Review of the policy and procedure "Blood Component Transfusions" stated, "Policy #5 All blood and blood products must be checked at patient's bedside by two nurses (one of which is an RN), CPP, or physician, also known as the transfusionist) before transfusing. Together they must check the patient's name, date of birth, hospital account number and/or medical record number, blood unit number, blood type, blood expiration date, individual key transfusion/BBID number, physician's original order, and patients arm band.
#6 Administration of blood or blood components should be initiated within 15 minutes after obtaining blood from the laboratory.
#8 Blood transfusions must be completed within 4 hours after it has been issued from the Blood Bank.
Procedure:
C. Check blood/blood component with a registered nurse at the bedside immediately prior to initiating the transfusion. Together they must check the patient's name, date of birth, medical record number, blood unit number, blood type, blood expiration date, key transfusion/BBID number on blood arm band, blood bad tag, and physician's original order. The blood bag tag attached to the unit with the patient's information, patient's blood type, compatibility results, and key transfusion/BBID number must remain attached to the unit and never removed outside of the blood bank. Both nurses must sign the transfusion form.

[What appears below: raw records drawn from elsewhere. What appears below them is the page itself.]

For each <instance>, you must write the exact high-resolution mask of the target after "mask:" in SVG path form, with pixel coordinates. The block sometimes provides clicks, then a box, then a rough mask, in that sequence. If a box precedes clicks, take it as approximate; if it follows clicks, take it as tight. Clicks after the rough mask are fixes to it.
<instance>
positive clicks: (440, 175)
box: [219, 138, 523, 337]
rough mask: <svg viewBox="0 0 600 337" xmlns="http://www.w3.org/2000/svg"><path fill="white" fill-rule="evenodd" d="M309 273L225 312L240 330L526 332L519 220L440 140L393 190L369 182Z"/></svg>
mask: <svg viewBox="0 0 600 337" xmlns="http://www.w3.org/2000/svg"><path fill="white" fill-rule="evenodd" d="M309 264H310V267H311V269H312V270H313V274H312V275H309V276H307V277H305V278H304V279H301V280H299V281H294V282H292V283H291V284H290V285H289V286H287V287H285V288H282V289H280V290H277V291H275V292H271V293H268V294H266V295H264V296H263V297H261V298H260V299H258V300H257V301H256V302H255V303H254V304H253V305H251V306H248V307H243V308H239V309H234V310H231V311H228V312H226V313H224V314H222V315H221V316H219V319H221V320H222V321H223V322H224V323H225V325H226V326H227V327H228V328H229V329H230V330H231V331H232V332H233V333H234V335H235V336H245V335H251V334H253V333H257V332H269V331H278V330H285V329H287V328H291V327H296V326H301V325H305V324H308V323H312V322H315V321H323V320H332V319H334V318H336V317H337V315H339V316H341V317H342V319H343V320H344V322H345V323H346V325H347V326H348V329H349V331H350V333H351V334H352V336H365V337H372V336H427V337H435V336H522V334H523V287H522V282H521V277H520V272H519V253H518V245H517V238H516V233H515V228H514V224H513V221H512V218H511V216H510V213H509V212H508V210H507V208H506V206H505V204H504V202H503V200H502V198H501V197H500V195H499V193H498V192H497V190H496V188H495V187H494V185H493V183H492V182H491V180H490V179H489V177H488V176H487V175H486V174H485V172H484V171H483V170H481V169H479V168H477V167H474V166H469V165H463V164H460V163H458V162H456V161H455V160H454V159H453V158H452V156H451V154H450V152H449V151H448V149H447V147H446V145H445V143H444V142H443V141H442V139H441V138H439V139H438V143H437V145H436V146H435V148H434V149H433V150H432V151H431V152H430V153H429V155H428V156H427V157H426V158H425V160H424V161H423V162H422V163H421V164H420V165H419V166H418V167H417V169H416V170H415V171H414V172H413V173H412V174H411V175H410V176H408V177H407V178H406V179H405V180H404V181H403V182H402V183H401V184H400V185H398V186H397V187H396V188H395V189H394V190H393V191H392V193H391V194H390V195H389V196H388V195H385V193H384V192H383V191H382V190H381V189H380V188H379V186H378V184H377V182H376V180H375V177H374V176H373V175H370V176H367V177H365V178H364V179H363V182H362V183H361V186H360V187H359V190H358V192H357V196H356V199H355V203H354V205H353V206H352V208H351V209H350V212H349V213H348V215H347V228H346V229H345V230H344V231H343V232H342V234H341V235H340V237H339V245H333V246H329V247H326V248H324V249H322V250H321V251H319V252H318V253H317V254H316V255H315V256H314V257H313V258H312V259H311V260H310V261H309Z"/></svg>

D. record vital signs and document on these on the transfusion requisition.
K. Stay with patient and monitor for signs of reaction for the first 15-30 minutes.
L. Monitor vital signs once the transfusing has begun, vital signs must be taken 15 minutes from the start time and recorded on the transfusion form in appropriate area.
P. Vital signs must be recorded in the post vital signs area of the transfusion requisition form taken 30 minutes to 1 hour post transfusion of the blood product.
T. Complete the data requested on the transfusion record and lab requisition."